'Utopia gives you hope for man's condition. The Italian makes you despair.'
I pointed at his jerkin. 'Well, if you want to be like the Utopians, you should exchange those fine clothes for a plain shift of sackcloth. What is the design on those buttons, by the way?'
He removed his jerkin and passed it across. Each button had a tiny engraving of a man with a sword, his arm round a woman, a stag beside them. It was finely done.

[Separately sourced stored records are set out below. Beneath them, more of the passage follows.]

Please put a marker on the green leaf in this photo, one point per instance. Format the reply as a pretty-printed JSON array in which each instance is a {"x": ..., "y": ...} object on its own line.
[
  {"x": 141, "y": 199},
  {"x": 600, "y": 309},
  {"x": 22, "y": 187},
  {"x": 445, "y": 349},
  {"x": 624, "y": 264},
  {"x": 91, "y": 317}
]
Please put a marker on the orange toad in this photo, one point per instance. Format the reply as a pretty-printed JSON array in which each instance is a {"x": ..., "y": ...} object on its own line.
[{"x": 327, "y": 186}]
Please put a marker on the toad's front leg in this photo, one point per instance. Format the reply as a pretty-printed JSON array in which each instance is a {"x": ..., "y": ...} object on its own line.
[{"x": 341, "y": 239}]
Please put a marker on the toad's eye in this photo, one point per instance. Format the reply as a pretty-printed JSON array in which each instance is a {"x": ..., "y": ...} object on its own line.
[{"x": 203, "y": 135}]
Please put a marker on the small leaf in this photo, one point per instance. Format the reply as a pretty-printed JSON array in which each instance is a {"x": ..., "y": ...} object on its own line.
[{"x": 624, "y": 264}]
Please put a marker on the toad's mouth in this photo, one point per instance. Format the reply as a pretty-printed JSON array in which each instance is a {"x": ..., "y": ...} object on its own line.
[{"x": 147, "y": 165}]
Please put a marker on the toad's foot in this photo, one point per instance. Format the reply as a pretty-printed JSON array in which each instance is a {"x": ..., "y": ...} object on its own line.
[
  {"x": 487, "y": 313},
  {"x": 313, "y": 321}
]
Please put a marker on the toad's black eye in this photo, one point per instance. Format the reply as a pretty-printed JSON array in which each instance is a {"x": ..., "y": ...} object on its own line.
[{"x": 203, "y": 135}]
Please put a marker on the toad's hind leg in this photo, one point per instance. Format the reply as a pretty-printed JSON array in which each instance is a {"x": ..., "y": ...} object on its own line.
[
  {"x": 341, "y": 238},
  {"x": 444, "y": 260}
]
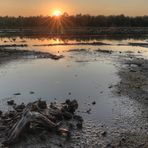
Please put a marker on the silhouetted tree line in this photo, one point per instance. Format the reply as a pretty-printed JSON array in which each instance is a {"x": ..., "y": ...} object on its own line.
[{"x": 74, "y": 21}]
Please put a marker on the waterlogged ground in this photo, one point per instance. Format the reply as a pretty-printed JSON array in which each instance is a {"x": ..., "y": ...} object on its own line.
[{"x": 88, "y": 72}]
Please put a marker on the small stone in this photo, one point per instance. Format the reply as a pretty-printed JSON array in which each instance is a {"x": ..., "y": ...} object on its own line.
[
  {"x": 94, "y": 102},
  {"x": 10, "y": 102},
  {"x": 79, "y": 125},
  {"x": 31, "y": 92},
  {"x": 17, "y": 94},
  {"x": 104, "y": 133}
]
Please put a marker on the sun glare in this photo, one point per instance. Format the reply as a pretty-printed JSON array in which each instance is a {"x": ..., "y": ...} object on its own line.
[{"x": 57, "y": 13}]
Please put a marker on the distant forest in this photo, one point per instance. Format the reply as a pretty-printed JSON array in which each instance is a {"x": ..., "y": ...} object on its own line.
[{"x": 73, "y": 21}]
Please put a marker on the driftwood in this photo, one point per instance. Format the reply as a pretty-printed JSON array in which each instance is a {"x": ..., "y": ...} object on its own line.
[{"x": 38, "y": 115}]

'I picked them up cheaply in St Martin's market. The agate is fake.'
'So I see. But what does it signify? Oh, I know, fidelity, because of the stag.' I passed the jerkin back. 'This fashion for symbolic designs that people have to puzzle out, it tires me. There are enough real mysteries in the world.'
'But you paint, sir.'
'If ever I find time I do. But I try in my poor way to show people directly and clearly, like Master Holbein. Art should resolve the mysteries of our being, not occlude them further.'
'Did you not wear such conceits in your youth?'
'There was not such a fashion for it. Once or twice perhaps.' A phrase from the Bible came to me. I quoted it a little sadly. '"When I was a child, I thought as a child: but when I became a man I put aside childish things." Well, I must go up, I have much reading to do.' I rose stiffly and he came round to help me up.

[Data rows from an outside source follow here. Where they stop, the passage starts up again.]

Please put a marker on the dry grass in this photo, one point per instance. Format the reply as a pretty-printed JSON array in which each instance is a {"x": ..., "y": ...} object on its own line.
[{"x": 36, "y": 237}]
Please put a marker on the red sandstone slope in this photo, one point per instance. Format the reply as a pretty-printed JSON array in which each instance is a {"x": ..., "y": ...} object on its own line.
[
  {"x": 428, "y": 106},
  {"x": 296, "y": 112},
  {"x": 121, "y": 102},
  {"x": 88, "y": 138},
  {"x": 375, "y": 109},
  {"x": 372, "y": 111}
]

'I can manage,' I said irritably, wincing as a spasm of pain went through my back. 'Wake me at first light. Get Joan to have a good breakfast ready.'
I took a candle and mounted the stairs. Puzzles more complex than designs on buttons lay ahead, and any help that study of the honest English printed word could give, I needed.
CHAPTER 3
We left at daybreak the following morning; the second of November, All Souls' Day. After an evening's reading I had slept well and felt in a better mood; I began to feel a sense of excitement. Once I had been a pupil of the monks; then I had become the enemy of all they stood for. Now I was in a position to delve into the heart of their mysteries and corruption.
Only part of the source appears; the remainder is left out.